Bland, vacuous, nothing to say and no interest in music: how can the BBC possibly replace Scott Mills?

Scott Mills has been fired from the Radio 2 breakfast show, leaving a yawning beige gap of vapidity. Who could possibly replace him?


An oscillating electric fan: Many people have heard the rattling, rhythmic tones of a fan turning from side to side and thought ‘Fair play, that’s better than the recurring Scott Mills feature 24 Years at the Tap End.’ Replacing the DJ with this soothing noise, interspersed with occasional songs and frequent reminders to tell your smart speaker to play Radio 2, would raise listening figures.

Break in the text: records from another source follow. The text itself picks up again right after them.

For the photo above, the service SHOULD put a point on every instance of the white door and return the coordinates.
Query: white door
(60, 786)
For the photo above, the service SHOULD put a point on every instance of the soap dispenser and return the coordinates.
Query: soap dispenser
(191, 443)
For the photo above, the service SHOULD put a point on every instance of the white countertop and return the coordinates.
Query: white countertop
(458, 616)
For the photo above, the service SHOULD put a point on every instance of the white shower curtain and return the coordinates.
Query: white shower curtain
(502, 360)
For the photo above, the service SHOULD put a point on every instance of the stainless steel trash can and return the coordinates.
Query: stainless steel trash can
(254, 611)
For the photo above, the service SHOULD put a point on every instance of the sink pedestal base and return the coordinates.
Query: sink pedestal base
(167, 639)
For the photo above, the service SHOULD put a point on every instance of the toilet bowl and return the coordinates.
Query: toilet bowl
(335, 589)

The yapping of a small, angry dog: Irritating, yes, makes you Google ‘is canine homicide a crime?’ yes, but is it as bad as the aural equivalent of plain rice soup being piped into your ears while you queue at the lights? At least with the dog, it would be a relief to hear a 21-year-old song by Katie Melua deemed too anodyne for everyday use by provincial coffee chains.


Distant yodelling: Terrible because it’s yodelling; wonderful because it’s distant. That comforting Alpine feeling of the red-faced man in the leather shorts being at least two peaks away would make the constant exhortations to ‘stop listening to the radio now, you f**king f**kwit, and watch Radio 2 Piano Rooms sessions on iPlayer instead’ a joy, not a burden.

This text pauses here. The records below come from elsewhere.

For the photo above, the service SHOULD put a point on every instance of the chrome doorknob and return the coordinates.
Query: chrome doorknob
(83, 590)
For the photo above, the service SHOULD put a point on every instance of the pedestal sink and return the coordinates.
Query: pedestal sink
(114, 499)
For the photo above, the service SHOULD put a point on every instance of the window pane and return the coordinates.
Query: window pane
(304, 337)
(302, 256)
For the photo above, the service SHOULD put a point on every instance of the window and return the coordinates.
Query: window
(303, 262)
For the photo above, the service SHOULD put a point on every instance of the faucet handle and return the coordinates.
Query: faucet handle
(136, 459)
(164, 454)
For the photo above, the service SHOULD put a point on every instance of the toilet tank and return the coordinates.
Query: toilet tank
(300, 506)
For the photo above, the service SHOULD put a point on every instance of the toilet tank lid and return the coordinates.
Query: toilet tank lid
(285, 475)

Adrian Chiles: Unlikelier comebacks have happened, and the Guardian columnist’s dedication to mining previously unknown seams of deep mundanity makes him the ideal new host. That Brummie drawl discussing whether a broken electric kettle should rightly be given a funeral is the ideal backdrop to repeated trailers for BBC thrillers that sound shit.


The hissing of summer lawns: Not the Joni Mitchell album—this is Radio 2, not bloody 6Music, get out of here with your fancy singer-songwriters—but the gentle noise of a sprinkler at work. Would cause a million or so listeners with loose pelvic floors to wet themselves, but even as they put their Next jeggings in for a 40ºC wash they’d agree it was better than Mills.

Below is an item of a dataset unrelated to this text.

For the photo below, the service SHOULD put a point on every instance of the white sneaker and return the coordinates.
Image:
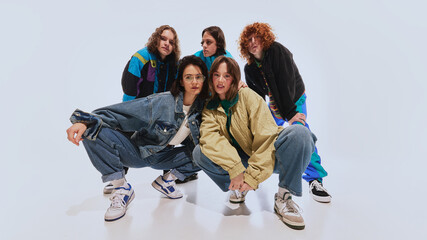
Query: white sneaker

Bus conversations about the weather: What could better approximate the tedium and total disregard for music embodied by the dismissed DJ than a sound collage of the UK’s greatest overheard bus conversations? From ‘Still wet, isn’t it’ to ‘Ah well, might brighten up later’ they’re infinitely preferable to when he named an M3 overpass after himself and banged on about it for a f**king year.